Supradish Pra-on, Rienmanee Nuanphong, Fuengfoo Adidsuda, Kalayanarooj Siripen
Department of Pediatrics, Queen Sirikit National Institute of Child Health, College of Medicine, Rangsit University, Bangkok, Thailand.
J Med Assoc Thai. 2011 Aug;94 Suppl 3:S233-40.
A 16-year-old, previously healthy Thai girl presented with DHF grade III. Fifteen hours after the first episode of shock, she had received an excessive amount of crystalloid isotonic solution and 20 ml per kilograms of Dextran-40 however she still had persistently rapid pulse rate and high hematocrit but also had polyuria with more than 4 ml/kg/hr of urine output. She was re-evaluated. Clinical signs showed severe dehydration with some ascites without signs of pleural effusion.

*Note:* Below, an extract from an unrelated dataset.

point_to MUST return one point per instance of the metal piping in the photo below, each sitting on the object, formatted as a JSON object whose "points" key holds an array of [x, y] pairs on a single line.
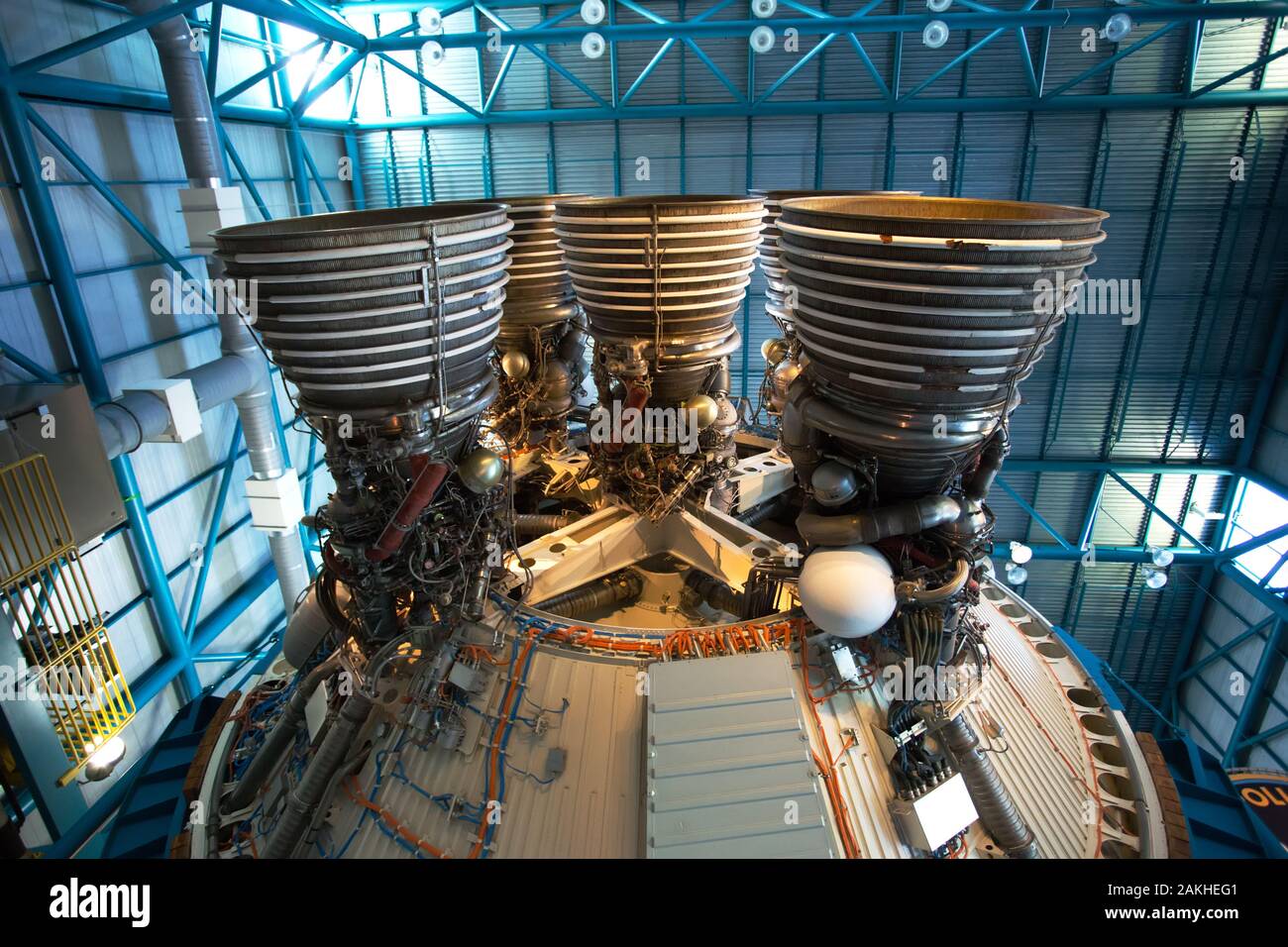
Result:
{"points": [[202, 158], [601, 592], [910, 592], [304, 799], [870, 526], [992, 800], [278, 738], [136, 418]]}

Blood gas revealed increased anion gap metabolic acidosis. The cause of polyuria and metabolic acidosis was identified with hyperglycemia, ketouria and glucosuria. Afterwards she was diagnosed and treated as DHF grade III and DKA. Besides insulin administration, fluid resuscitation was very crucial. Intravenous fluid rehydration was needed while the unnecessary extra-volume could cause massive plasma leakage and later on fluid overload. Volume replacement was adjusted to degree of dehydration when signs of volume overload were monitored closely. She was out of DKA at 14 hours after the start of insulin and the intravenous fluid was stopped at 27 hours (36 hours after the first episode of shock). The final diagnosis was DHF grade III, diabetes mellitus with DKA and hepatitis.
一名16岁、此前健康的泰国女孩出现了III级登革出血热。在首次休克发作15小时后,她接受了过量的晶体等渗溶液和每千克体重20毫升的右旋糖酐-40,但她仍持续脉搏快速且血细胞比容高,同时伴有多尿,尿量超过4毫升/千克/小时。她接受了重新评估。临床体征显示严重脱水并伴有一些腹水,但无胸腔积液迹象。血气分析显示阴离子间隙增加的代谢性酸中毒。多尿和代谢性酸中毒的原因经确诊为高血糖、酮尿和糖尿。此后,她被诊断为III级登革出血热和糖尿病酮症酸中毒并接受治疗。除了给予胰岛素外,液体复苏非常关键。需要进行静脉补液,而不必要的过量补液可能导致大量血浆渗漏,随后出现液体过载。在密切监测液体过载迹象时,根据脱水程度调整补液量。开始胰岛素治疗14小时后她脱离了糖尿病酮症酸中毒状态,静脉补液在27小时(首次休克发作36小时后)停止。最终诊断为III级登革出血热、糖尿病合并糖尿病酮症酸中毒和肝炎。